Moreover, part of speech authorised values have been deeply extended by modifying the ps_partOfSpeech Python variable.
This part is an overview of the configuration files you may have to customise.
The root element is named Config. It contains following elements that user has to set.
Language: define the vernacular, national, regional and other languages that you have to use in your multi-languages dictionary, by setting the ISO-639-3 code value (usually composed of three letters).
Font: define fonts to use for LaTeX output format if needed ; for each defined language, a font has to be defined using LaTeX commands.

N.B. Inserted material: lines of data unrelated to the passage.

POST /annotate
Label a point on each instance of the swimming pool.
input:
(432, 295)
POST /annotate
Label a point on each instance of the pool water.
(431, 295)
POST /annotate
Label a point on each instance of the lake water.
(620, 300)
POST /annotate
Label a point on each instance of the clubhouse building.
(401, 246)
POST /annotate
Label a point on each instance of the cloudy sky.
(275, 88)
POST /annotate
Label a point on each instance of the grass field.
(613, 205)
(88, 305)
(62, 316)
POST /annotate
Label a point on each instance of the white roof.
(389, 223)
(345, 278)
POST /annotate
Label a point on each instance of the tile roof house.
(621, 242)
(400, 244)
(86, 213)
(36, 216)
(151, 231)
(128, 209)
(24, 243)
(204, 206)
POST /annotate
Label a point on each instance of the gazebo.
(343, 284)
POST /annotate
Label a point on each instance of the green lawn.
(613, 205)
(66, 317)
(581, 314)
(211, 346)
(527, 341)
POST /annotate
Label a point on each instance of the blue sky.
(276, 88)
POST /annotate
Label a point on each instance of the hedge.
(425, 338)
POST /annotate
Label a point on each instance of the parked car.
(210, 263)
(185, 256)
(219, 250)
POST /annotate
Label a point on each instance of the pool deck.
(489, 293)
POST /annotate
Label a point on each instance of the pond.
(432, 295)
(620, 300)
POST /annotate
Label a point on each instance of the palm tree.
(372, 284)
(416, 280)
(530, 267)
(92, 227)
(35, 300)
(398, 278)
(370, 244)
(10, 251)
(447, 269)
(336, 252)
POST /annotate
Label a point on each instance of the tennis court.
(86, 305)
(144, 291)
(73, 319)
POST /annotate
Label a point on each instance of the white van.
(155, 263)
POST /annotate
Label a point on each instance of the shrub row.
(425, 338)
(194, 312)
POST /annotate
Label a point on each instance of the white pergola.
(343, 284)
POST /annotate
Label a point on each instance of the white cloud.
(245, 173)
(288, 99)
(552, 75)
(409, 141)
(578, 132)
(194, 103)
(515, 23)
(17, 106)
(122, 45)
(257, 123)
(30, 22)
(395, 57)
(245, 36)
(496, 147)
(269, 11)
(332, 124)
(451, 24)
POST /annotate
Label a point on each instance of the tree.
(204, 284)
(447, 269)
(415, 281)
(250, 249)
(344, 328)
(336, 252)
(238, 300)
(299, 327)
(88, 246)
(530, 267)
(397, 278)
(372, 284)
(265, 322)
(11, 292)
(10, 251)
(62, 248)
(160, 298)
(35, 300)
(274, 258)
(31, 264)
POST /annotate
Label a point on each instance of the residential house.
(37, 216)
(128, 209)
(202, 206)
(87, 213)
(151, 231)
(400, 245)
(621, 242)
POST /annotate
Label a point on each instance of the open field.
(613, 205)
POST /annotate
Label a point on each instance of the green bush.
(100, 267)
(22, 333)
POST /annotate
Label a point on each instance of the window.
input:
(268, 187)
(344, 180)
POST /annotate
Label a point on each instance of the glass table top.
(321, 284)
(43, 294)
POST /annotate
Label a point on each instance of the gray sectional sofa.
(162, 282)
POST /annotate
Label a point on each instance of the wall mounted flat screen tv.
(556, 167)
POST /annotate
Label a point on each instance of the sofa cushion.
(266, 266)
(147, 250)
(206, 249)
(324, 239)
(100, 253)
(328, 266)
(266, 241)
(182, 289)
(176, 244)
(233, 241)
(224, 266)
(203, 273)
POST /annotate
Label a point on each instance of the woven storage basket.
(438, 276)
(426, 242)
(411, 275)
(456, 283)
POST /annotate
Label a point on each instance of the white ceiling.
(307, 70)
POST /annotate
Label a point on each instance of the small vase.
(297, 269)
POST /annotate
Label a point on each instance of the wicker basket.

LMF: define GlobalInformation and Lexicon attributes of LexicalResource (author, version, dictionary description and title, identifier, etc.) ; among these settings, two are very important to define: entrySource must point to the dictionary MDF input file, and localPath must point to the folder where your audio files are located if you have any.
MDF: here you can define your own part of speech values if you do not use standard ones defined in MDF.
LaTeX: not implemented.
If user wants to insert an introduction in his dictionary, here is the file to write it. It has to use LaTeX commands.
This file is used to define all LaTeX packages that will be needed to compile your LaTeX output file. You have to update it if you customise the lmf2tex() function by using non-basic LaTeX commands.
If you want your dictionary classified by a specific alphabetical order or if you use IPA or special characters, you have to write your own sort_order.xml file. Format is simple: for each character, you have to define a rank value.
For any of the settings defined above, please refer to examples for the exact syntax to respect.
The library provides several options. There are all described in the help menu, that you can display by running for instance:
$ python examples/Bambara/bambara.py -h
While running your Python script, you may notice that lots of warning messages are generated by the library. Indeed, all values that are not defined in your configuration files or allowed by the MDF or LMF standards are reported, as part of speech and paradigm label values. Note that it does not block the script execution. The library also reports unresolved cross references and sound files that are not found.
Any error will raise a Python exception, giving some details about the cause.